Obviously there’s more blame to go around, but how much blame can you put on people who may not even know how to log on to a computer, when they get a letter in the mail telling them to upgrade their defective hardware when it seems to be working just fine? It’s not like replacement Taps were free, either! Should they have been? Should they have been subsidised? Legally managed? Who’s to blame for letting more than two-thirds of the world walk around with remote access to their brain?

Surely there’s a lot of blame out there, but I know no combination of assigning it will bring back the era of humanity. What I would give to no longer have to sift through boring chatter and tell a computer whether it’s funny, or sad, or angry, or gibberish! If I have to listen to one more song and tell a computer how it makes me feel, or what it reminds me of, or what songs I want to listen to next, then I’m going to go insane!

I’d give up an eternity of analyzing art and judging photography if I could do anything like what we used to do in the history books: go to school, get a real job, maybe work out.

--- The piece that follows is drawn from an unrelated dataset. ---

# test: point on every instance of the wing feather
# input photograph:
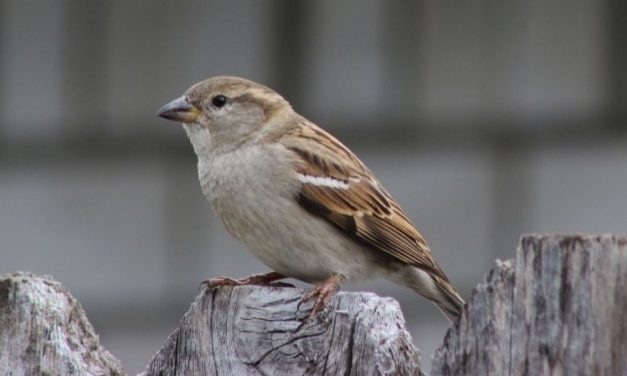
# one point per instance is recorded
(362, 208)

Instead of any sort of time to my own, any free time I would have out of the Fields is sucked away with a daily quota of interactions with other people, keeping up conversations, and feeling emotions.

I’m honestly surprised the perpetual drive hasn’t driven more people crazy.

Well, maybe it has. We’ve always been told that sleep is how our bodies recharge, but I’ve always been a little suspicious that our scheduled REM sleep is just another name for a dream factory, copied off and sold to the Kings still out there looking for something new to feel.

Apparently even if sleep is actually how our bodies need to recharge, it isn’t 100% effective in quelling complex, brooding thoughts like these. I’m not even sure if a doctor would be able to diagnose something like this, even if I could find a bot to ask anymore.

Not to mention, maybe it’s not the best idea to let the machines know I’m feeling this way; every day it gets harder to push forward when the tempest of thoughts and emotions in my head only intensifies.

Hopefully that’s not what they want.